Semiconductors

Another Step Toward the End of Moore’s Law

Samsung and TSMC move to 5-nanometer manufacturing

People wearing bunny suits inside of a Samsung cleanroom.
Photo: Samsung

Two of the world’s largest foundries—Taiwan Semiconductor Manufacturing Co. (TSMC) and Samsung—announced in April that they’d climbed one more rung on the Moore’s Law ladder. TSMC spoke first, saying its 5-nanometer manufacturing process is now in what’s called “risk production”—the company believes it has finished the process, but initial customers are taking a chance that it will work for their designs. Samsung followed quickly with a similar announcement.

TSMC says its 5-nm process offers a 15 percent speed gain or a 30 percent improvement in power efficiency. Samsung is promising a 10 percent performance improvement or a 20 percent efficiency improvement. Analysts say these figures are in line with expectations. Compared, though, with the sometimes 50 percent improvements of a decade ago, it’s clear that Moore’s Law is not what it used to be. But judging by the investments big foundries are making, customers still think it’s worthwhile.

Why is 5 nanometers special?

The 5-nm node is the first to be built from the start using extreme ultraviolet lithography (EUV). With a wavelength of just 13.5 nm, EUV light can produce extremely fine patterns on silicon. Some of these patterns could be made with the previous generation of lithographic tools, but those tools would have to lay down three or four different patterns in succession to produce the same result that EUV manages in a single step.

Performance And Power-Consumption Improvements

Sources: Samsung; TSMC (Comparisons To Original Version Of Previous Node)

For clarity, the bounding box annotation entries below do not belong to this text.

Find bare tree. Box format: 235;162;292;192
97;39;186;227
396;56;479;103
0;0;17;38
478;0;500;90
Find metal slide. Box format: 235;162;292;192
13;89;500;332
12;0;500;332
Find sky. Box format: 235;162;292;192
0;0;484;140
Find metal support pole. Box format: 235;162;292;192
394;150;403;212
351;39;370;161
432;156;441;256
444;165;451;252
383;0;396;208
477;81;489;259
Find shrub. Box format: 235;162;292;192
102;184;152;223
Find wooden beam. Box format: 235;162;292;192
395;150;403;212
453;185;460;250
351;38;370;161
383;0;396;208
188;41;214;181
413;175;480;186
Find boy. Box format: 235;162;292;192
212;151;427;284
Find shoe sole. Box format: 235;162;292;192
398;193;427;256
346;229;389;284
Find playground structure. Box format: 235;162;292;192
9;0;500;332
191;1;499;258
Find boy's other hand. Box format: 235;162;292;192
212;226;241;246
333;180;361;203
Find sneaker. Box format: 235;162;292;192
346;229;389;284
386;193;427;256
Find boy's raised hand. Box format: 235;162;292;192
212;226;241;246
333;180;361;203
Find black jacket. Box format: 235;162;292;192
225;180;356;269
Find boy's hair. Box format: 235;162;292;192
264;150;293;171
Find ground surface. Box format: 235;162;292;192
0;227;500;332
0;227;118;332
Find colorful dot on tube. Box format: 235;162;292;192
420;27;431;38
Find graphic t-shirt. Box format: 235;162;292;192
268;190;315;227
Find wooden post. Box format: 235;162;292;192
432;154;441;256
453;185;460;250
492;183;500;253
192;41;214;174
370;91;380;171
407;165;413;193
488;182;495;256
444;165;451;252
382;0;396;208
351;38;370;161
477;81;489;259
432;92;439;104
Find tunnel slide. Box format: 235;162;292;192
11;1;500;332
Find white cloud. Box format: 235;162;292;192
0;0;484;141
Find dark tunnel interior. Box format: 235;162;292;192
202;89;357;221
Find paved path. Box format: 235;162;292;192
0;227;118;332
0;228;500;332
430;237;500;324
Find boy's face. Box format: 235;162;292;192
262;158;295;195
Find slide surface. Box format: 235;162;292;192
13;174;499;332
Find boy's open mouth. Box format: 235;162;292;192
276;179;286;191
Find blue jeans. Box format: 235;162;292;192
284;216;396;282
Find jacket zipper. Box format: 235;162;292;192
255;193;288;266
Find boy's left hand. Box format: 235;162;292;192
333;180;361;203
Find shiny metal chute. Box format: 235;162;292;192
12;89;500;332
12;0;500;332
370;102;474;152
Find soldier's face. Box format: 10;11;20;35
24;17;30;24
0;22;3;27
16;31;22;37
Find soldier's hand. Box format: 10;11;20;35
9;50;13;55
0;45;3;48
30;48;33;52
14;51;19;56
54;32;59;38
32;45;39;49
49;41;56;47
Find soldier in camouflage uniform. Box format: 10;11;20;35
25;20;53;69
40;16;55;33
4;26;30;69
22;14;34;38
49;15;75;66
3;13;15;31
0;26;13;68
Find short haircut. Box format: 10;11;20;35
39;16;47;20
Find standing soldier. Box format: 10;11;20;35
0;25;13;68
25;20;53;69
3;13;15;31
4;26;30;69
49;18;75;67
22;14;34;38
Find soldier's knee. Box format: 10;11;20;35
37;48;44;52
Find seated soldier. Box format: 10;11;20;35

Foundries began 7-nm manufacturing without EUV, but later used it to collapse the number of lithographic steps and improve yield. At 5 nm, the foundries are thought to be using 10 to 12 EUV steps, which would translate to 30 or more steps in the older technology, if it were even possible to use the older tech.

Because the photomasks that contain the patterns are so expensive and each lithography machine itself is a US $100 million–plus investment, “EUV costs more per layer,” says G. Dan Hutcheson, at VLSI Research. But it’s a net revenue gap on a per-wafer basis, and EUV will form the core of all future processes.

Who will use it?

The new manufacturing processes aren’t for everyone. At least not yet. But both companies identified some likely early adopters, including suppliers that make smartphone application processors and 5G infrastructure. “You have to have high volume and a need for either speed or power efficiency,” says Len Jelinek, a semiconductor-manufacturing analyst at IHS Markit.

Whom you’re competing against counts too, explains Kevin Krewell at TIRIAS Research. Graphics processing units, field-programmable gate arrays, and high-performance microprocessors used to be the first to take advantage of the bleeding edge of Moore’s Law. But with less competition in those markets, it’s the mobile processors that need the new tech to distinguish themselves, he says.

Is it okay that there are only two companies left?

Only Samsung and TSMC are offering 5-nm foundry services. GlobalFoundries gave up at 14 nm and Intel, which is years late with its rollout of an equivalent to competitors’ 7 nm, is thought to be pulling back on its foundry services, according to analysts.

Samsung and TSMC remain because they can afford the investment and expect a reasonable return. Samsung was the largest chipmaker by revenue in 2018, but its foundry business ranks fourth, with TSMC in the lead. TSMC’s capital expenditure was $10 billion in 2018. Samsung expects to nearly match that on a per-year basis until 2030.

Can the industry function with only two companies capable of the most advanced manufacturing processes? “It’s not a question of can it work?” says Hutcheson. “It has to work.”

“As long as we have at least two viable solutions, then the industry will be comfortable,” says Jelinek.

What’s next?

Chipmakers’ pipelines have traditionally had 5 nm following 7 nm and 3 nm following 5 nm. But analysts say to expect foundries to offer a variety of technologies with incremental improvements that fill in the gaps. Indeed, both Samsung and TSMC are offering what they’re calling a 6-nm process. Foundries will need those intermediate products to keep customers coming to the edge of Moore’s Law. After all, there aren’t many numbers left between 5 and 0.